Ti metti davanti alla cinepresa e dietro di te non appare un vuoto verde, ma un paesaggio, l'interno di un'astronave o una scenografia completamente illuminata — in tempo reale, adattata alla tua posizione e al tuo angolo di visione. Questo è il principio del Dream Screen, e ha cambiato radicalmente il modo in cui oggi giriamo scene con sfondi VFX. Mentre il Green Screen impone la classica separazione tra attore e sfondo, il Dream Screen utilizza pareti LED o superfici di proiezione ad alta risoluzione che mostrano lo sfondo digitale finito dal vivo — ciò che vediamo sul monitor è vicino all'immagine finale.
Il nucleo tecnico: una parete LED ad alta frequenza o un sofisticato sistema di proiezione riproduce materiale video in tempo reale, con il tracciamento della cinepresa e il calcolo del motore che funzionano in sincronia. La cinepresa rileva posizione e rotazione, un motore di rendering (spesso Unreal o simili) ricalcola la prospettiva dello sfondo digitale — più volte al secondo. Ciò significa: la parallasse funziona, le luci appaiono corrette e l'attore si trova effettivamente in un ambiente illuminato, non davanti a un vuoto nero. Nessuna luce verde che si riflette sulla pelle, nessun incubo di "color spill" in montaggio.
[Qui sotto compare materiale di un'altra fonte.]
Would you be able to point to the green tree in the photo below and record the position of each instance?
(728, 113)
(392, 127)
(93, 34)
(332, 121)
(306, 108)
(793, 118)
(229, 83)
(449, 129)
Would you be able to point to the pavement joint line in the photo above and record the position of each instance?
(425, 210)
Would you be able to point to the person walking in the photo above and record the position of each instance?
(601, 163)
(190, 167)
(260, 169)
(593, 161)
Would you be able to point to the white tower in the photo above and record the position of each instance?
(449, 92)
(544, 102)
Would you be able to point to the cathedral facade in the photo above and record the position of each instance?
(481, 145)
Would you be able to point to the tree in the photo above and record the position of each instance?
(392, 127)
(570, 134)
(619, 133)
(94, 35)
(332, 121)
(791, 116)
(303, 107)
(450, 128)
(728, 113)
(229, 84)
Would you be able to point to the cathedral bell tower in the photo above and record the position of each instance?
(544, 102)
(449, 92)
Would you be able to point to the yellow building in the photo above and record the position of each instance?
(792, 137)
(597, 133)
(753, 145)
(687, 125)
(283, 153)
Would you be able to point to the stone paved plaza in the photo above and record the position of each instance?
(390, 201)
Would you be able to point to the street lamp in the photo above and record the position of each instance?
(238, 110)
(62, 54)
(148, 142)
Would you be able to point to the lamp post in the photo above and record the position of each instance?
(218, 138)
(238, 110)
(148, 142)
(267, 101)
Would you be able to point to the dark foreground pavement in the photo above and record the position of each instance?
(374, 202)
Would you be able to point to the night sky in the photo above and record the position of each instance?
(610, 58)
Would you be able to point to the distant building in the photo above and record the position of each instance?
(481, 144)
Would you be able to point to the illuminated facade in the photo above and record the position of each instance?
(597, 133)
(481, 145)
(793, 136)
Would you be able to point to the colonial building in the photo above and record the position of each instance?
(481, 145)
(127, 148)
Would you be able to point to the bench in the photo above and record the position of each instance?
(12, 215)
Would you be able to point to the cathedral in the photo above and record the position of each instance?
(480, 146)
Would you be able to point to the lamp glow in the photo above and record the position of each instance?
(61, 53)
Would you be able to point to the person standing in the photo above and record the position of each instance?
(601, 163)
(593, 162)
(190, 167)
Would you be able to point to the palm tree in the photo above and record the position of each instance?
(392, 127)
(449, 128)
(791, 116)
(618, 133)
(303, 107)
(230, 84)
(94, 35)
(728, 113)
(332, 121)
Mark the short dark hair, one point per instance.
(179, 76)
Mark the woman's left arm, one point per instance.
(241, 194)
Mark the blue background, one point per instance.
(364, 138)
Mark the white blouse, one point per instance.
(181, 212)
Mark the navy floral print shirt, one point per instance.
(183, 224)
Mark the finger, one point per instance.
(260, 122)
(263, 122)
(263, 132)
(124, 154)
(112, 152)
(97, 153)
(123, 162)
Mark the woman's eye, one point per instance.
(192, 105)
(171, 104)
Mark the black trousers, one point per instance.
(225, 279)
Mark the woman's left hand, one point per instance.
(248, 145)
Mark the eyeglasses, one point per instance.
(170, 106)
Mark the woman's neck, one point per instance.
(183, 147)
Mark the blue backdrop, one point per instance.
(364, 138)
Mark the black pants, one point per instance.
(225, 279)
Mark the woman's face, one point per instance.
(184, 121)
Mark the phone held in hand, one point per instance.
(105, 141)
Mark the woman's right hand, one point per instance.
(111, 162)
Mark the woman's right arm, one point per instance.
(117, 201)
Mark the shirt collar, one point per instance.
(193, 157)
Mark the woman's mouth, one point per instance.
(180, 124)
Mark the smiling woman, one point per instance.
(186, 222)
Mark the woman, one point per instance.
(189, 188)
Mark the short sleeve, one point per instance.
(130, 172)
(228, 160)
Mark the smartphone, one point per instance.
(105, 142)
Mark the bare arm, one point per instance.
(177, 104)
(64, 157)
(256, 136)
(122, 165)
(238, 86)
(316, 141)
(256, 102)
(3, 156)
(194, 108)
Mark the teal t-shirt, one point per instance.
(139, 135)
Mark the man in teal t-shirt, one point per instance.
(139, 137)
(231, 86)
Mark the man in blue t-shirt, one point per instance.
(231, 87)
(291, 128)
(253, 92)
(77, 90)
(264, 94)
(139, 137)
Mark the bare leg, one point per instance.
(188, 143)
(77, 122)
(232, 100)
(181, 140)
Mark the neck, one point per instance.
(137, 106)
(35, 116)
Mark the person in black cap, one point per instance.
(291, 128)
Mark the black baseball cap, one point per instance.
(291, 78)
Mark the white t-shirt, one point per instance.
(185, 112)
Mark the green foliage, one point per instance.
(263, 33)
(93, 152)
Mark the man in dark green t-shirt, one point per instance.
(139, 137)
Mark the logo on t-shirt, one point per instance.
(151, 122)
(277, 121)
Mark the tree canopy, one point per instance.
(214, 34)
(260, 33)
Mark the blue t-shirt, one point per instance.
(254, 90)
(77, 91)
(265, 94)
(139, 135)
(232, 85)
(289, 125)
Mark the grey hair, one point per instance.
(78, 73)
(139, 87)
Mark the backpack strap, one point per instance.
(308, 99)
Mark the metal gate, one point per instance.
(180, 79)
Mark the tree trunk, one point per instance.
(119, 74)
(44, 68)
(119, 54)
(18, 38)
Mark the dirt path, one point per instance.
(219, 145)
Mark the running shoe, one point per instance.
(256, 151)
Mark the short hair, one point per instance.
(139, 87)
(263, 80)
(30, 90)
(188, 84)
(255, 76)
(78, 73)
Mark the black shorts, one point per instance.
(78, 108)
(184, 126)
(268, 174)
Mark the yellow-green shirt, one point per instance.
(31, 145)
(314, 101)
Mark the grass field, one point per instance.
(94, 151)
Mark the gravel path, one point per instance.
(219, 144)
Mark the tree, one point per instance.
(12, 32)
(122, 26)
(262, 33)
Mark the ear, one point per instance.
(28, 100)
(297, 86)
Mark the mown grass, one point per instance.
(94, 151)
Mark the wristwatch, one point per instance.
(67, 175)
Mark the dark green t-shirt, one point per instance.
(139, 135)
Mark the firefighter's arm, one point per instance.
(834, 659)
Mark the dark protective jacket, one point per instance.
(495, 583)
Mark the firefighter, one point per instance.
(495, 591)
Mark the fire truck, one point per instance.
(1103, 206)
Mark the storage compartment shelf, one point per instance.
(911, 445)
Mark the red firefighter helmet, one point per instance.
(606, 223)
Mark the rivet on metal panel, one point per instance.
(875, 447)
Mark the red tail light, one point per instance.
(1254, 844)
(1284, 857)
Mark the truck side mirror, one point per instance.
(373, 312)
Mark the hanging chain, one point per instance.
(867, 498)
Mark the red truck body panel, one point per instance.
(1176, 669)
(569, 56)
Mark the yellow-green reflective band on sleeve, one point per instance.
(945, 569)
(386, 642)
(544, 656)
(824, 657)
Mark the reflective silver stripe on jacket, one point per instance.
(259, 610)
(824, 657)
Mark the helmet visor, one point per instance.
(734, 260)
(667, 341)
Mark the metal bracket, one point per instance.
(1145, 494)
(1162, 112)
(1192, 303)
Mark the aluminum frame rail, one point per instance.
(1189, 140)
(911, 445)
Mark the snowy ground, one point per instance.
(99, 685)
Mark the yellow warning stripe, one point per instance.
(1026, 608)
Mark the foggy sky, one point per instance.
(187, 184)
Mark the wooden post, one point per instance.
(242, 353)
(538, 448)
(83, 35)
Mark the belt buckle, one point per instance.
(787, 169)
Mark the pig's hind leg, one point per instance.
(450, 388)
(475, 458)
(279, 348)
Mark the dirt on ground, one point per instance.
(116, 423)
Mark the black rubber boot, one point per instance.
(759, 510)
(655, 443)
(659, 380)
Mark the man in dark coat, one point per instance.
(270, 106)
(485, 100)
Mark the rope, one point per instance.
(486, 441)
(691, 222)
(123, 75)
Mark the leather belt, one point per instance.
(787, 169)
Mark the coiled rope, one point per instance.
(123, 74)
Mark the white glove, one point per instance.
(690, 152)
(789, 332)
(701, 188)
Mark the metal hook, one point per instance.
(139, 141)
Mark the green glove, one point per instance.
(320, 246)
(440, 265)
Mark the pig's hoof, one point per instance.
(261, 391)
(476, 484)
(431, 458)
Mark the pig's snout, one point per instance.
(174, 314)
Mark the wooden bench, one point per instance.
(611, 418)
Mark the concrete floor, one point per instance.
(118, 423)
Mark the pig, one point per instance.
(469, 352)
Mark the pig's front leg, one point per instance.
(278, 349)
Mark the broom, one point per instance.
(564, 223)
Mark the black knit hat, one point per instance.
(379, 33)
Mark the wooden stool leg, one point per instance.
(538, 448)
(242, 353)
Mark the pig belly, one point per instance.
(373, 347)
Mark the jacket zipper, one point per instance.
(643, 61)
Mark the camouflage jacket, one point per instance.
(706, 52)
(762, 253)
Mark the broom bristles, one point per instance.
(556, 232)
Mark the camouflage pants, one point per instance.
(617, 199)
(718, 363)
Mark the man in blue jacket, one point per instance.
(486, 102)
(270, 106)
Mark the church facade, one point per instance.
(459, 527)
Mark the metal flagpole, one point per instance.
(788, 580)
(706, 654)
Lo sforzo non risiede più nella post-produzione di compositing, ma nella preparazione: gli asset digitali devono essere costruiti con precisione, il tracciamento della cinepresa deve essere calibrato perfettamente.
Differenze pratiche rispetto al Green Screen
Il Green Screen è ancora più veloce da esporre e più economico in termini di hardware. Il Dream Screen richiede un'enorme pre-produzione — ogni scenografia, ogni angolo di ripresa deve esistere in CG. Ma il guadagno nel momento della ripresa è enorme: l'attore vede il suo ambiente, può interagirci, l'illuminazione è coerente. Sul monitor vedi subito se la prospettiva è corretta — non dopo tre settimane di rendering. Per questo hai bisogno di attrezzature specializzate, un tecnico di tracciamento sul posto e un computer di rendering che non sia lento.
Il Dream Screen funziona particolarmente bene quando si lavora con veicoli, con movimenti di cinepresa estremi o scene in cui l'attore deve effettivamente percepire il suo ambiente. Per inquadrature statiche o primi piani stretti, il Green Screen è spesso più efficiente. La più recente pratica ibrida combina entrambi: Green Screen per primi piani ravvicinati, Dream Screen per inquadrature ampie o quando c'è movimento nello spazio. Utile da sapere: la parete LED deve essere più luminosa di quanto suggerisca l'aspetto desiderato dello sfondo — altrimenti i colori saranno spenti e l'attore apparirà sottoesposto. Ciò richiede misurazioni e setup di test in anticipo.